By: Jonah McLeod, Dir. of Corp. Mkt. Comm. at Kilopass Technology Inc.
Anyone creating applications for the Internet of Things (IoT) will soon have a standard messaging protocol, the Message Queue Telemetry Transport (MQTT). Created in 1999 by Dr. Andy Stanford-Clark of IBM, and Arlen Nipper of Arcom (now Eurotech), MQTT began life as a means of hobbyists automating their homes. (See Dr. Stanford-Clark’s YouTube TED Talk for more.) MQTT 3.1.1 entered a 60-day public review period, beginning July 7, 2014, in preparation for a member ballot to consider its approval as an OASIS Standard. The review will complete September 4, 2014.
MQTT enables the equivalent of a social network for things in that it provides a publisher-subscriber model of communications. Consider the sensors in an earthquake early warning system. Each time any sensor (client) detects earth movement it publishes its location and reading, a “topic,” to a server or message broker. Anyone who subscribes to this topic will be notified. This example illustrates features of MQTT that make it well suited as an IoT communications protocol. First, the protocol was designed as a lightweight protocol to work over lossy or constrained cellular or satellite network, where connections can be problematic.
In its simplest form, the protocol requires two bytes and allows for 15 different message types (one reserved for a total of 16). Five deal with connection to the message broker (server). Two establish connect and acknowledge connection to the broker. One disconnects from the broker.
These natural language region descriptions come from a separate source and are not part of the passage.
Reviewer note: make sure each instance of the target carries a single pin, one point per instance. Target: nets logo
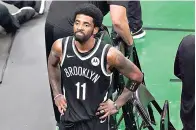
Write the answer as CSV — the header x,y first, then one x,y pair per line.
x,y
95,61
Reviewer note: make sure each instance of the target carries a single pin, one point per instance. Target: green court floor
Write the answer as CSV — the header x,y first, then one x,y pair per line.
x,y
158,48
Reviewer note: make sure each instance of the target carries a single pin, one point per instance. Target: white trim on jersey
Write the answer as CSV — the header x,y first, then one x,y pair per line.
x,y
65,50
91,54
102,62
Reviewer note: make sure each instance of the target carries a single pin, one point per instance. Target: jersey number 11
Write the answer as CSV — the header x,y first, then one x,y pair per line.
x,y
83,86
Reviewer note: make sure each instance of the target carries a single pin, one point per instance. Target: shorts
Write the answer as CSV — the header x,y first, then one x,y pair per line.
x,y
94,124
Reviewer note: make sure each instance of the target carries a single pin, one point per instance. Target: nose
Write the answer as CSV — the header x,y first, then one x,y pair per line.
x,y
79,27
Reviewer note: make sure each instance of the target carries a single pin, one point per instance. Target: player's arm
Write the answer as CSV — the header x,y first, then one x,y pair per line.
x,y
54,68
120,22
116,59
55,75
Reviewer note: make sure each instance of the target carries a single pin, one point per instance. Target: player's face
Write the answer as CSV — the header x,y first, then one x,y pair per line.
x,y
84,28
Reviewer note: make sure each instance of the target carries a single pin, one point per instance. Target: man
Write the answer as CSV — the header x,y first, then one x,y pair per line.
x,y
184,69
12,22
59,23
84,64
134,14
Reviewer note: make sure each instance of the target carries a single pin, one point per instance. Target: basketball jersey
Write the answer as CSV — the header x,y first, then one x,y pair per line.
x,y
85,80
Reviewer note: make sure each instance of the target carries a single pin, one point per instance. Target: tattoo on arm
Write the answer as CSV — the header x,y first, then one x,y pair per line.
x,y
126,67
54,72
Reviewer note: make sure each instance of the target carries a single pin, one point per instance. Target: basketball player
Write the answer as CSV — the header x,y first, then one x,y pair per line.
x,y
84,64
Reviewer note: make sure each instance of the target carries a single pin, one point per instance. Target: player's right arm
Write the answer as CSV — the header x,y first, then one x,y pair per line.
x,y
55,74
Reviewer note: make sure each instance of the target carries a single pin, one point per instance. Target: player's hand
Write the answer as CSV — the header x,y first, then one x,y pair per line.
x,y
106,109
61,103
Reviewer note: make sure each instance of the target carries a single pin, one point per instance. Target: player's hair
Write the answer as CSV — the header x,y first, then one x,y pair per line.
x,y
92,11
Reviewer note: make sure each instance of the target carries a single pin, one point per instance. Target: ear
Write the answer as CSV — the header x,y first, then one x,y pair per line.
x,y
95,31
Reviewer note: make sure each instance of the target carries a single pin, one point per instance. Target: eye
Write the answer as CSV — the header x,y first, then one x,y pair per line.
x,y
76,23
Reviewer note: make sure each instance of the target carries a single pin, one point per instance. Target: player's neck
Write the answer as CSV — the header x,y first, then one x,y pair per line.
x,y
85,47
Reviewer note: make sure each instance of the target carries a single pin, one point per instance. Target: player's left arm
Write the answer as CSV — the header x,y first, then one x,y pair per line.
x,y
115,59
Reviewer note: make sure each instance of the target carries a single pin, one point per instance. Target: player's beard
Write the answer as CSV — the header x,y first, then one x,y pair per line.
x,y
82,38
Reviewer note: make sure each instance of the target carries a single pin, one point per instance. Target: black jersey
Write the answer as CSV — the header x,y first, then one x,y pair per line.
x,y
85,80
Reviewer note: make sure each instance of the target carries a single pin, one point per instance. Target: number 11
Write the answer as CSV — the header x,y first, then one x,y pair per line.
x,y
78,90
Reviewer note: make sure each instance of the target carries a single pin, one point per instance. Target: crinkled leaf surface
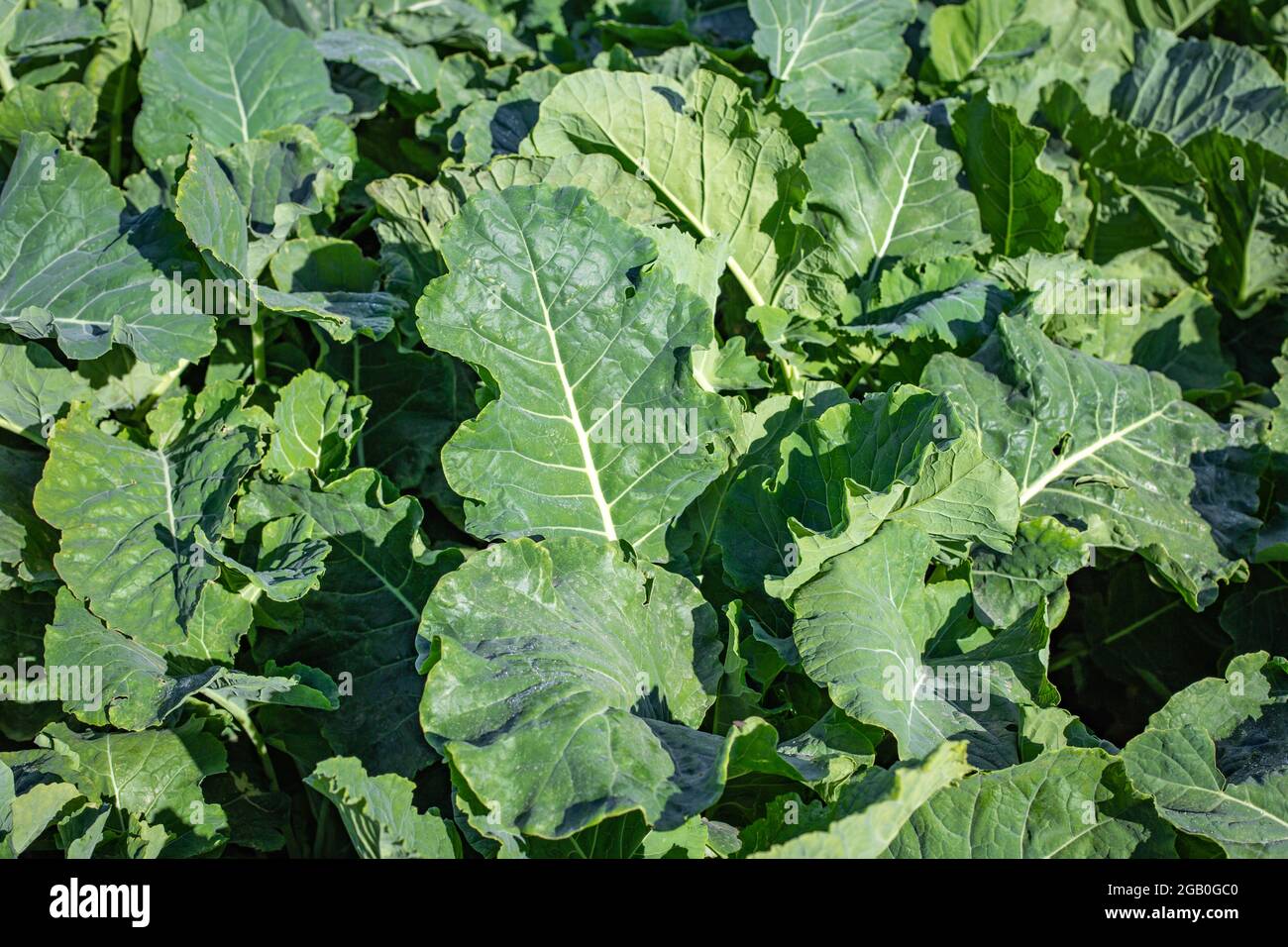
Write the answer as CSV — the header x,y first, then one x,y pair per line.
x,y
128,512
361,621
250,75
884,643
589,669
378,813
832,55
539,294
76,266
743,185
889,191
1214,758
1112,446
The remaining two provide for a keep-alive function for the connection (ping request to broker and ping respond to client).
Five message types deal with clients that publish topics to the message broker using three levels of QoS (quality of service) 0, 1, and 2. With the first, the client publishes a topic without acknowledgement (assuming that as long as there is a network connection, the message broker received the topic). The second (level 1), the client publishes a topic and receives an acknowledgement from the broker.
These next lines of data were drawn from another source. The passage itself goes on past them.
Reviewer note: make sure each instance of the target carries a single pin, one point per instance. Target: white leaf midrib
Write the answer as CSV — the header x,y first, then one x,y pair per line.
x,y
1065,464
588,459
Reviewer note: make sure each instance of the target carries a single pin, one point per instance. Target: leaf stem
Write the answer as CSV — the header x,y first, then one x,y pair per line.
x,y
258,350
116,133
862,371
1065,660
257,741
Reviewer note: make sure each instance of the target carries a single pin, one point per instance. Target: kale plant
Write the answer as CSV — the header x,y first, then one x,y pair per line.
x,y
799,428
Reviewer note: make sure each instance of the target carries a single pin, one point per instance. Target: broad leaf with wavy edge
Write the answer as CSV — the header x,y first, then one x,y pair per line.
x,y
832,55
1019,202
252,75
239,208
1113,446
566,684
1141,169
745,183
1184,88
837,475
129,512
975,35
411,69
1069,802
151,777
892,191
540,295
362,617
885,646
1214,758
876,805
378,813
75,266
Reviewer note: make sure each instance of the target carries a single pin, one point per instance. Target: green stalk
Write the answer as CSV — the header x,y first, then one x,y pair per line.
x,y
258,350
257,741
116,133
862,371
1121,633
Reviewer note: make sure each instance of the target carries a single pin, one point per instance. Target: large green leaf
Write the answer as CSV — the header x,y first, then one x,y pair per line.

The third (level 2) has extra handshakes to avoid the client having to republish the topic until acknowledgement. In this level of QoS, the client publishes a topic to the message broker, which generates a publish-receive response to the client. The client then issues a publish-release confirmation to the message broker. The broker then issues a publish-complete response to the client. In this manner the broker acts as an intermediary between publishing clients and subscriber clients—the equivalent of a social network provider for things.
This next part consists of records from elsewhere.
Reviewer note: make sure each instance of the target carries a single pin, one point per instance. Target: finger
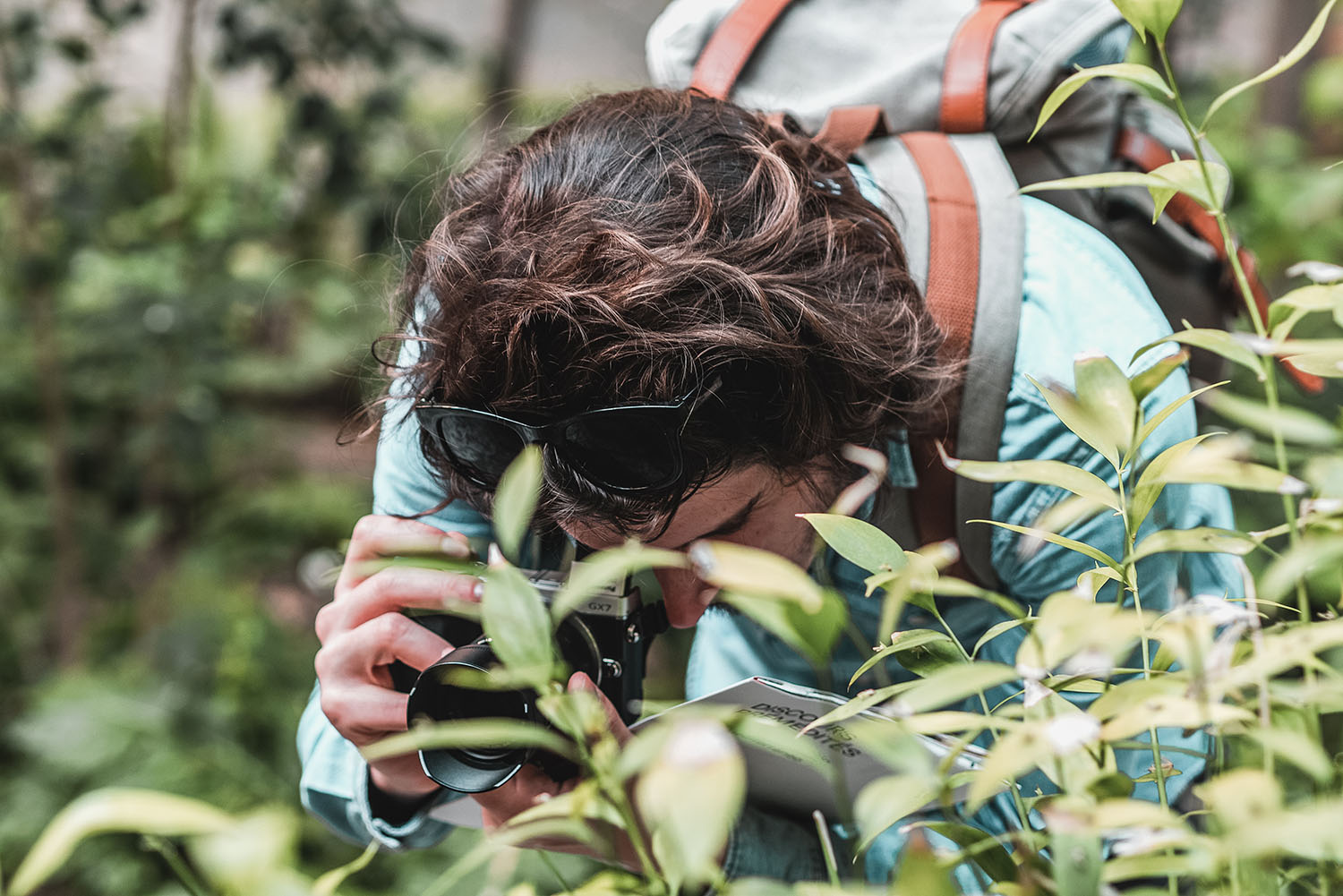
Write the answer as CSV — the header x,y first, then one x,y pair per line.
x,y
389,536
364,713
395,589
579,681
354,654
The remaining four message types deal with the subscriber. Two from the client to broker subscribe or unsubscribe to a topic. Two from the broker to the client acknowledge subscribe and unsubscribe to a topic.
MQTT was designed to accommodate the special needs of mobile applications as contrasted with HTTP, which was designed for the wired Internet. For example, in Stanford-Clark’s TED Talk, he describes an application to provide commuters updates on ferry service in the English Channel. The application publishes the arrivals and departures of ferries at all the ports in the service area, an example of small amounts of data published continuously throughout the day from many clients published (ferries) to large numbers of client subscribers (commuters).
Pipelines are another example, which illustrates another feature of MQTT –– its ability to scale. In his presentation “MQTT and Java,” at the International Software Development Conference Q Com New York in June 2013, Peter Niblett, IBM Senior Technical Staff Member, cited the pipeline as giving rise to MQTT. Niblett explained that the pipeline had 4000 sensor nodes and had to be expanded two-fold. The existing network was built on polling where every sensor was queried for its status and a response was issued. It took on the order of 20 minutes to interrogate the entire pipeline. Doubling the number of sensors would mean over an hour to perform the task.
The solution Niblett described was based on changing the polling network into an exception reporting system, since many of the sensors’ status—temperature, pressure, control valve setting, etc.—changed only when oil was present. Oil like cargo doesn’t flow continuously but rather in response to orders. And like cargo, the progress of the shipment along its path of travel is important to monitor continuously. Using the exception system built around an early version of MQTT, the pipeline network could easily accommodate growth over time. It also reduced network traffic on the satellite link connecting the pipeline network to the back office servers.
Niblett cited a number of emerging applications that will be built around MQTT, including automobile companies to manage fleets of leased vehicles and ultimately to enable the connected car. Other applications included home monitoring for health and safety, financial notifications, asset tracking for common carriers and supply chain management. With a robust networking protocol like MQTT becoming a standard this year, the Internet of Things is set to enjoy the explosive growth that market analysts are predicting.